By Keith Kappes - Publisher
June 6, 2012 — For obvious reasons, I’m not going to use any real names or locations but I’m confident this story actually happened at an elementary school in this part of Kentucky.
I heard the story many years ago while in graduate school.
The class had to do with managing the business affairs of a public school, including the school lunch program.
When asked by the professor if school business paperwork was complicated, the principal related the following story.
It seems that the U. S. Department of Agriculture had introduced mozzarella cheese into the school lunch program but many rural schools were reluctant to use it.
Most of their cooks, teachers and students were not yet familiar with pizza and lasagna and mozzarella cheese.
After receiving three letters from the USDA extolling the nutritional value of the white, semi-soft cheese, the principal agreed to buy a small amount as an experiment.
The school secretary was instructed to order 10 pounds, the smallest package available in the school lunch program.
The secretary filled out the form and apparently put down 1-0-0-0 but left out the decimal which would have made it 10.00 pounds, the desired quantity.
That order form was bundled with others and shipped to the school district’s central office where it was signed off by the food services director who remarked later that it was a surprising order of a relatively unknown cheese.
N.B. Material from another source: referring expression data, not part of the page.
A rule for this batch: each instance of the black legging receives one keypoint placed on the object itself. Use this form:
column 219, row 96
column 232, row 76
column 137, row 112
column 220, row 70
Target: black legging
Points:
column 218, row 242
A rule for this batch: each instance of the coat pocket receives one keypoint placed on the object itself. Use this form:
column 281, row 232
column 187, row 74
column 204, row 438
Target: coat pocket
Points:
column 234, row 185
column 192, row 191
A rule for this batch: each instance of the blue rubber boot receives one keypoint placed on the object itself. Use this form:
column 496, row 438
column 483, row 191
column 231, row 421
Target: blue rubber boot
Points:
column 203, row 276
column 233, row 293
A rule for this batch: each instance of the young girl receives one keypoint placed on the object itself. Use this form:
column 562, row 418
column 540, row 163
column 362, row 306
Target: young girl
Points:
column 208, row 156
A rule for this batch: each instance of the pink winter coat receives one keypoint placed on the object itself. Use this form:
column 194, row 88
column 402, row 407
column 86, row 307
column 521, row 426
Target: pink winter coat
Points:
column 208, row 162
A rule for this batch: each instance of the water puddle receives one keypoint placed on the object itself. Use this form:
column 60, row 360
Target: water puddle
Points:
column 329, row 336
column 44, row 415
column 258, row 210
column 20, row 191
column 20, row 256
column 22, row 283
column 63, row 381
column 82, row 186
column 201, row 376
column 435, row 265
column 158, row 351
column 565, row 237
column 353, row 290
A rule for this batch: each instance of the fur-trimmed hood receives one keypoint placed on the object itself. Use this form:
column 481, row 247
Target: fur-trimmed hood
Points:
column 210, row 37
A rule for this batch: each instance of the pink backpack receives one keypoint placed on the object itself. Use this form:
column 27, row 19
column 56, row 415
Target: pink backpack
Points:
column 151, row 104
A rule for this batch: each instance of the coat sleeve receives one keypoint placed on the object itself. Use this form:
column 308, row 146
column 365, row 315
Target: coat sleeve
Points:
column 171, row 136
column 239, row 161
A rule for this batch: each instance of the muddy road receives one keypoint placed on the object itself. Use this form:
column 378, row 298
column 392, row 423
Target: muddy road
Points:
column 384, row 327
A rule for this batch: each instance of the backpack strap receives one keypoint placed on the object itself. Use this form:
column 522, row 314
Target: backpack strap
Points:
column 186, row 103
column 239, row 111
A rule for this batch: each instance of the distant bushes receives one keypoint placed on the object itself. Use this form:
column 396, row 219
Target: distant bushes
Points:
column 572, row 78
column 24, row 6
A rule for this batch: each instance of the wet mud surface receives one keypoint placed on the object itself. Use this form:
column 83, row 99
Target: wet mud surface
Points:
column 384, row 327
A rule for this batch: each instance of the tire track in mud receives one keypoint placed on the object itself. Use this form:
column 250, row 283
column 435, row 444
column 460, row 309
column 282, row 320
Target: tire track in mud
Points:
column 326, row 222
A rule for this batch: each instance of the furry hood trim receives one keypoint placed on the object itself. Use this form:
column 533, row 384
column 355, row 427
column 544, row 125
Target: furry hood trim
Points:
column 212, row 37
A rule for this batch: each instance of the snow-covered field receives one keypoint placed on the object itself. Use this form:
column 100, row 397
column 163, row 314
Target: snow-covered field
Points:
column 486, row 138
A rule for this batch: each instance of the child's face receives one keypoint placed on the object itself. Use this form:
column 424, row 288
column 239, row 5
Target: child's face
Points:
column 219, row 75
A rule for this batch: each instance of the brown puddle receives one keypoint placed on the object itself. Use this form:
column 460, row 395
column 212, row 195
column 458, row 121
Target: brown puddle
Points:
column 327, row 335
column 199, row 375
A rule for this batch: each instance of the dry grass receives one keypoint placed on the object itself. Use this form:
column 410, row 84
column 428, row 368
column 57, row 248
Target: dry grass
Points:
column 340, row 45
The principal recalled that about two weeks later the school janitor, named Willie Bob or something like that, came running into the office, too excited to speak.
He kept waving his hands and pointing out the window and finally blurted out that the principal should go out to the cafeteria’s loading dock behind the school.
A refrigerator truck was backed up the dock and the driver was happily unloading 1,000 pounds of mozzarella cheese – a half-ton of the strange, new cheese.
The principal, now in tears of laughter, said the school didn’t have enough refrigerator space so 10-pound blocks of it were sent home with any teacher or student willing to try it.
Parents were exchanging recipes at PTA meetings. Mozzarella cheese was everywhere.
Months later, the school finally used up all of the cheese but not before the owner of a local grocery store wrote the principal a letter of complaint.
No, he wasn’t unhappy over the free cheese given to his customers.
It was because his toilet paper sales had dropped 30 percent.